Berbagai nuansa tayangan televisi mulai menggejala di tengah keberkahan bulan penuh hikmat keridhoan. Dengan berbagai tayangan yang seolah menjadi representasi ritual keagamaan. Mulai dari sahur, berbuka, bahkan sampai sahur kembali, acara televisi diformat sedemikian rupa dengan aneka ceramah keagamaan dan sinetron agama. Bahkan, iklan pun dibungkus nilai-nilai ketuhanan. Tidak hanya itu, acara lawak pun disusupi muatan religi, meski sesekali agama dijadikan bahan tertawan.  

Semua tayangan televisi dalam titik ini seakan di "sembah" pemirsa, Bahkan mengalahkan berbagai pengajian yang diadakan di pesantren, masjid, dan mushala. Televisi menjadi "kiblat" manusia untuk menentukan benar-tidaknya ajaran agama yang diyakini. Dengan demikian, agama tidak lagi populer untuk dikaji di berbagai pesantren, perguruan tinggi, dan lembaga lain. Agama dikaji dan dijalankan berdasarkan apa yang dikatakan televisi. Kebenaran agama tidak lagi melalui dialog dan perenungan spiritual yang dalam, namun kebenaran "mandek" dan terparadigma dengan sendirinya oleh rutinitas acara televisi.

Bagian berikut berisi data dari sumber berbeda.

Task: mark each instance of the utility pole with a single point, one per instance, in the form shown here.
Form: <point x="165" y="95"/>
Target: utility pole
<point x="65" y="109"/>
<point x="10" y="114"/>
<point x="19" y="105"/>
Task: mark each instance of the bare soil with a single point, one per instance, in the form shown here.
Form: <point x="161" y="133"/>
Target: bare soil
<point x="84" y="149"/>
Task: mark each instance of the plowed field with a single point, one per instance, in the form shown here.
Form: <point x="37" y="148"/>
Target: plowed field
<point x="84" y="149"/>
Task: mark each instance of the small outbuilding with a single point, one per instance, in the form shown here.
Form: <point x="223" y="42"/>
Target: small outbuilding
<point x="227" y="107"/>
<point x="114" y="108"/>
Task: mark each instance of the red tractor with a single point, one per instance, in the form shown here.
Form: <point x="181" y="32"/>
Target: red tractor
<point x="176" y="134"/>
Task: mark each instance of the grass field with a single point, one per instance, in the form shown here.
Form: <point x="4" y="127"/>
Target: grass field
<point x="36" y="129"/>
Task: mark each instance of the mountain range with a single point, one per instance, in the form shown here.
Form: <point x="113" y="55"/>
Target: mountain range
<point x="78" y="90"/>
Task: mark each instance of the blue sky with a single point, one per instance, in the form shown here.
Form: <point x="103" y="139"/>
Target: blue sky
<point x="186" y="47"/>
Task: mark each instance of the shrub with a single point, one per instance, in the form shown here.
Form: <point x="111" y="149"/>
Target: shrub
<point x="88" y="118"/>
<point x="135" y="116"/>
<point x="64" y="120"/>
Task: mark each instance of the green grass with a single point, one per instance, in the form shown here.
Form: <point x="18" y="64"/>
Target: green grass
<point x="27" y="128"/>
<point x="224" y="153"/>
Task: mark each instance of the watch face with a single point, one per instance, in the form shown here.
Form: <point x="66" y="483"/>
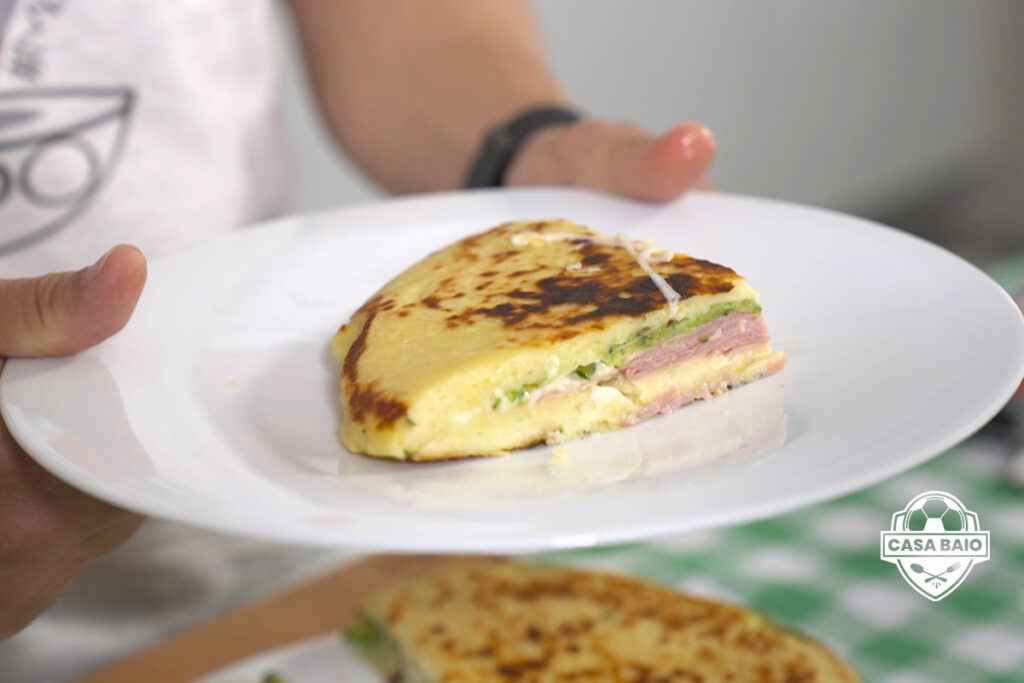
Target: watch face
<point x="57" y="145"/>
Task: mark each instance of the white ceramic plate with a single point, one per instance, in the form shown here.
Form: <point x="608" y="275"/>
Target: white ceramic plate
<point x="321" y="659"/>
<point x="216" y="404"/>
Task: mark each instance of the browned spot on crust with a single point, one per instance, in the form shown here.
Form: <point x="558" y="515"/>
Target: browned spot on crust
<point x="598" y="299"/>
<point x="366" y="399"/>
<point x="503" y="256"/>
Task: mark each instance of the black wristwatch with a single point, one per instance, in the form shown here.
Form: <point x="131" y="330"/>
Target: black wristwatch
<point x="502" y="143"/>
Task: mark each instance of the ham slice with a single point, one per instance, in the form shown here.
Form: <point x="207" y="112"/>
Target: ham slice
<point x="718" y="337"/>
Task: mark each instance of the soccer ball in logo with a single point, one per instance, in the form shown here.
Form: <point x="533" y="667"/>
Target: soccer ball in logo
<point x="935" y="514"/>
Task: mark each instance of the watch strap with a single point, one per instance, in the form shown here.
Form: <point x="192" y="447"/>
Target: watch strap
<point x="503" y="142"/>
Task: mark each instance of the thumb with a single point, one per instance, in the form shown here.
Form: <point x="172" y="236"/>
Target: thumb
<point x="657" y="169"/>
<point x="66" y="312"/>
<point x="616" y="158"/>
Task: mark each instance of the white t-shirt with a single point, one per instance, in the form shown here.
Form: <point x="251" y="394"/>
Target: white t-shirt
<point x="153" y="123"/>
<point x="157" y="124"/>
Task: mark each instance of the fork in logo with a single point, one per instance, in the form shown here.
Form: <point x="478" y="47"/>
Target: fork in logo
<point x="916" y="568"/>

Berbicara agama (Islam), maka yang harus kita pahami adalah mempustakakan segala hal pada Al Quran dan Sunnah. Namun, bila fenomena ini terus berlanjut akan berakibat pada terbentuknya atmosfer kamuflase ritual agama dalam konteks peracunan muatan-muatan murni religius Ilahiah. Karena, mereka yang memposisikan diri menjadi orang shaleh pada sinetron agama bukan melandaskan segala amal pada iman, tapi lebih kepada tuntutan skenario, bahkan keuntungan materil.

Kamuflase keagamaan di televisi mampu mengalahkan ritualitas-praktis yang selama ini dijalankan, sebagian acara menarik (sinetron agama) ditayangkan bersamaan dengan waktu salat wajib dan tarawih, tadarus pun dilalaikan. Gosip masih menjadi tontonan asyik para pegiat selebritis. Setidaknya pada bulan suci ini kita kurangi hal-hal yang berbau Ghibah apalagi bila menjerumus kepada fitnah. Mustahil keberkahan Ramadhan dapat kita raih dengan menonton acara televisi, bila acara yang kita tonton jauh dari nilai-nilai hakikat keagamaan.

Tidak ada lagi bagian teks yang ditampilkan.